Chemometric modeling to predict aquatic toxicity of benzene derivatives in Pimephales Promelas

Abstract

Purpose – The purpose of this paper is to predict the aquatic toxicity (LC50) of 92 substituted benzenes derivatives in Pimephales promelas. Design/methodology/approach – Quantitative structure-activity relationship analysis was performed on a series of 92 substituted benzenes derivatives using multiple linear regression (MLR), artificial neural network (ANN) and support vector machines (SVM) methods, which correlate aquatic toxicity (LC50) values of these chemicals to their structural descriptors. At first, the entire data set was split according to Kennard and Stone algorithm into a training set (74 chemicals) and a test set (18 chemical) for statistical external validation. Findings – Models with six descriptors were developed using as independent variables theoretical descriptors derived from Dragon software when applying genetic algorithm – variable subset selection procedure.
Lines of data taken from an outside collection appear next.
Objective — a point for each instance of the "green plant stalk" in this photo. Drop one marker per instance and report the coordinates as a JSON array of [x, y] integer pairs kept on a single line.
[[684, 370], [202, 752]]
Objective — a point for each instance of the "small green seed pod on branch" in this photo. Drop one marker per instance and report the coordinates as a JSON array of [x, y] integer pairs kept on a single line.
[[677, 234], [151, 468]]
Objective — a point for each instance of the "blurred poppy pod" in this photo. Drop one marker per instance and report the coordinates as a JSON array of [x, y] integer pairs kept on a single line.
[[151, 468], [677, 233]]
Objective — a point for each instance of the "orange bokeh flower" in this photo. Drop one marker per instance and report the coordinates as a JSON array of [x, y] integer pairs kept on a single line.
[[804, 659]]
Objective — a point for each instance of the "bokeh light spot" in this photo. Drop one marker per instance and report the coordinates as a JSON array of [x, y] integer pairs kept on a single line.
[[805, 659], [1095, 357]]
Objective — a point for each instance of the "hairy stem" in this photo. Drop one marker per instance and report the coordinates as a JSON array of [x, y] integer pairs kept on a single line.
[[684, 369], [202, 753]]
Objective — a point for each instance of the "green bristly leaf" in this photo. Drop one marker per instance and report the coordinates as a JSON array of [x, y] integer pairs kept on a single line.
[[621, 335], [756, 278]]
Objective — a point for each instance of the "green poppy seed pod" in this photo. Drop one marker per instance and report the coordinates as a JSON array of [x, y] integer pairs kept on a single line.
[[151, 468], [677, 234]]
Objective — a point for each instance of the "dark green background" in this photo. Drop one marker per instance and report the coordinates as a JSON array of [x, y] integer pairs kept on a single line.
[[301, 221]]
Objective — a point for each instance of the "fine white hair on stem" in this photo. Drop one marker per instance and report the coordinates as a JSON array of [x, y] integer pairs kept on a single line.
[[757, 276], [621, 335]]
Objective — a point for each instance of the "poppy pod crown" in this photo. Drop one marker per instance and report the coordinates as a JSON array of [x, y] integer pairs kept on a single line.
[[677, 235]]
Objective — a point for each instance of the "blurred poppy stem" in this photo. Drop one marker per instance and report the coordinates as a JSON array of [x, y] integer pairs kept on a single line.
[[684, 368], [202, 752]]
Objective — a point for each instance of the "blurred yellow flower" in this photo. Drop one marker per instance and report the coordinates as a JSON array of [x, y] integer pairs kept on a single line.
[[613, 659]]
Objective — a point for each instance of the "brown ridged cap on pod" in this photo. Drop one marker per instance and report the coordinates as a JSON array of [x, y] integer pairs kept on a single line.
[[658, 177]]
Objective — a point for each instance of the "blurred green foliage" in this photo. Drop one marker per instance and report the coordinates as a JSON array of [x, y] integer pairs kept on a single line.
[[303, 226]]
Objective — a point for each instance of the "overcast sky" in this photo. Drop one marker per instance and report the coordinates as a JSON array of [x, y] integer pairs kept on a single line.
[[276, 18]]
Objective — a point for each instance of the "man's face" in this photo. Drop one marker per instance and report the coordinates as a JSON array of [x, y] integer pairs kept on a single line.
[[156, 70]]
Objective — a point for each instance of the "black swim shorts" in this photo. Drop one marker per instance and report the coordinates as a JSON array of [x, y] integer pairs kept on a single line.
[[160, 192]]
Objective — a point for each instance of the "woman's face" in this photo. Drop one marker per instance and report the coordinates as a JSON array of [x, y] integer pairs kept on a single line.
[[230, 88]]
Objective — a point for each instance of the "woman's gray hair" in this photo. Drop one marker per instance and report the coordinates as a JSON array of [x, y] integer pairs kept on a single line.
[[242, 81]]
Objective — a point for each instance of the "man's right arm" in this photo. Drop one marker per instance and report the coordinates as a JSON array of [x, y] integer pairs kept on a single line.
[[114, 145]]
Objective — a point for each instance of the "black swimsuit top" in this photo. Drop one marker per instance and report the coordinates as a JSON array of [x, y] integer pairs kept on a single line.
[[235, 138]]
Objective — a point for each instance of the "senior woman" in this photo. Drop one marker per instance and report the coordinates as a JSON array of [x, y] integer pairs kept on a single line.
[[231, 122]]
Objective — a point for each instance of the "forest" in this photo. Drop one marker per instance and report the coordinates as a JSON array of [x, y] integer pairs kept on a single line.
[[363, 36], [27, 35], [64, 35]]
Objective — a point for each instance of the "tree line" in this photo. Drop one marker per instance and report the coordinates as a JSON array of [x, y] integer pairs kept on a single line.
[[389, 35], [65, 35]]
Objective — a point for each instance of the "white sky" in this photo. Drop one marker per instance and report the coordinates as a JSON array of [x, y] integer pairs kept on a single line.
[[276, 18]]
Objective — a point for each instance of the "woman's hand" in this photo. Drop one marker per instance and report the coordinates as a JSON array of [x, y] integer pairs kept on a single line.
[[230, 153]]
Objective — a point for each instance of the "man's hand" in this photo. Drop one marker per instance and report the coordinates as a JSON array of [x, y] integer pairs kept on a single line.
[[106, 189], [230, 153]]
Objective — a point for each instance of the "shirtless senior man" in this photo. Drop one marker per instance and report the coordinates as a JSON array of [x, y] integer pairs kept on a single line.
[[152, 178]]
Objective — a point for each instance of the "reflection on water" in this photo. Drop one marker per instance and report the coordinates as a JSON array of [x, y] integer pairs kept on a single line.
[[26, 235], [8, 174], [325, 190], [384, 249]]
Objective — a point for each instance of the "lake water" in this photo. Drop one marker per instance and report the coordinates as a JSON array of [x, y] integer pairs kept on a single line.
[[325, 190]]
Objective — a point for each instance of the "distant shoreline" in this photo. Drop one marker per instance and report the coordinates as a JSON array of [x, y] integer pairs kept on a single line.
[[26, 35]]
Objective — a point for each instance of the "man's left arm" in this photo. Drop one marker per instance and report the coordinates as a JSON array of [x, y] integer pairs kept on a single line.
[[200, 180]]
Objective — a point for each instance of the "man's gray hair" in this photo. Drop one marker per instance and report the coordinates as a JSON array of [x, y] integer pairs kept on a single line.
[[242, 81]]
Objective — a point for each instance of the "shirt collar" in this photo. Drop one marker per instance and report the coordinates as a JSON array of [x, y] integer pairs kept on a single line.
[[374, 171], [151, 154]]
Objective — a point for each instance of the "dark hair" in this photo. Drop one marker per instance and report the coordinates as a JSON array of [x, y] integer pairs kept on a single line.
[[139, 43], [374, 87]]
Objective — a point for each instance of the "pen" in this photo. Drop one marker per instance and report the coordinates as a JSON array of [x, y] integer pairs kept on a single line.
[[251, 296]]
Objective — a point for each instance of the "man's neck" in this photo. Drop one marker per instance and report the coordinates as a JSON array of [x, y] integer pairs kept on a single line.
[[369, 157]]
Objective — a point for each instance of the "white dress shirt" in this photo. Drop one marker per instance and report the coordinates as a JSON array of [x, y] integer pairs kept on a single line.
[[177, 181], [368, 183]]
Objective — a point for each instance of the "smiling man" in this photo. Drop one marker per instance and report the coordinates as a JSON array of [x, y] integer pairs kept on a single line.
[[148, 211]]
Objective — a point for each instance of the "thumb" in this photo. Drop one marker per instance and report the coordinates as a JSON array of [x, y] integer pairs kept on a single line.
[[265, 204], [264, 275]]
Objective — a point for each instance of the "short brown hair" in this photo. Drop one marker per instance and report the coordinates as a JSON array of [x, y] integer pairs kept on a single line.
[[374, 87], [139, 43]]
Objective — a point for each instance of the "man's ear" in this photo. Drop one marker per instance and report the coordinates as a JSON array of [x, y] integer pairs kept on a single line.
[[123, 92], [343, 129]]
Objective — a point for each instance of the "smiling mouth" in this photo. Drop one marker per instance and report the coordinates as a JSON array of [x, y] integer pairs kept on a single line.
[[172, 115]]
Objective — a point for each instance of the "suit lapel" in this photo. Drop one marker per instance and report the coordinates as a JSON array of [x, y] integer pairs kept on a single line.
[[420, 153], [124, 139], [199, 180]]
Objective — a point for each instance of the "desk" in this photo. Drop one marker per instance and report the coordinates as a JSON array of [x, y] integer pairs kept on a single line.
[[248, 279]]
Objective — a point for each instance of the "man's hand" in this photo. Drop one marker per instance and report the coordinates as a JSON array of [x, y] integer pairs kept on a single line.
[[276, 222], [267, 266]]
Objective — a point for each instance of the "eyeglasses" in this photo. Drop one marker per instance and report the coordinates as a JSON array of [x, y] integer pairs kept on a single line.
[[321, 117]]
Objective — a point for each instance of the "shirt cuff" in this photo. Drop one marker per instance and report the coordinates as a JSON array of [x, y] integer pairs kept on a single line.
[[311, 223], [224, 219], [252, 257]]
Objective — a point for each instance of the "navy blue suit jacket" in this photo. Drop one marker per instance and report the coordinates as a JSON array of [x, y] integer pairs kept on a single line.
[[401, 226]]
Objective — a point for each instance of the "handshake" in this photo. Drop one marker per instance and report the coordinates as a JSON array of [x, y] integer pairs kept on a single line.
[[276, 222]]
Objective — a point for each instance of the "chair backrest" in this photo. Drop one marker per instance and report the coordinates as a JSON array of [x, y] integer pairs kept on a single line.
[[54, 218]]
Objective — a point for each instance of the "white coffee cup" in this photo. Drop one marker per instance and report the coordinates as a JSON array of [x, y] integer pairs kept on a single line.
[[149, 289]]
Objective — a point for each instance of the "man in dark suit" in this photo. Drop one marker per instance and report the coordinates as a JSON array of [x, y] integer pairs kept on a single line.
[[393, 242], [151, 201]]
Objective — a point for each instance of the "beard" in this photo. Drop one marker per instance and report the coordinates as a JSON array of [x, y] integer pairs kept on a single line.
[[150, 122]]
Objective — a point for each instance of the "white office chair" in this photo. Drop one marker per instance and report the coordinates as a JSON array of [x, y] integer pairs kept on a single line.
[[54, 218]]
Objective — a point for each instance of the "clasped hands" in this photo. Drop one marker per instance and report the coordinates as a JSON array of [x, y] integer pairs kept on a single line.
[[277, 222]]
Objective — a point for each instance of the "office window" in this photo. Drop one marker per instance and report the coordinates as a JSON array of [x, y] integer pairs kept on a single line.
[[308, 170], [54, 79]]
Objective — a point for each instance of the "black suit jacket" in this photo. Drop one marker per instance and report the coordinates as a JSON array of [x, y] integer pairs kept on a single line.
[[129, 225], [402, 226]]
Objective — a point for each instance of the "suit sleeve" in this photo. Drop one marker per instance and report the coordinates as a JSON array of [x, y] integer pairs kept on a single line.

Originality/value – The values of Q2 and RMSE in internal validation for MLR, SVM, and ANN model were: (0.8829; 0.225), (0.8882; 0.222); (0.8980; 0.214), respectively and also for external validation were: (0.9538; 0.141); (0.947; 0.146); (0.9564; 0.146). The statistical parameters obtained for the three approaches are very similar, which confirm that our six parameters model is stable, robust and significant.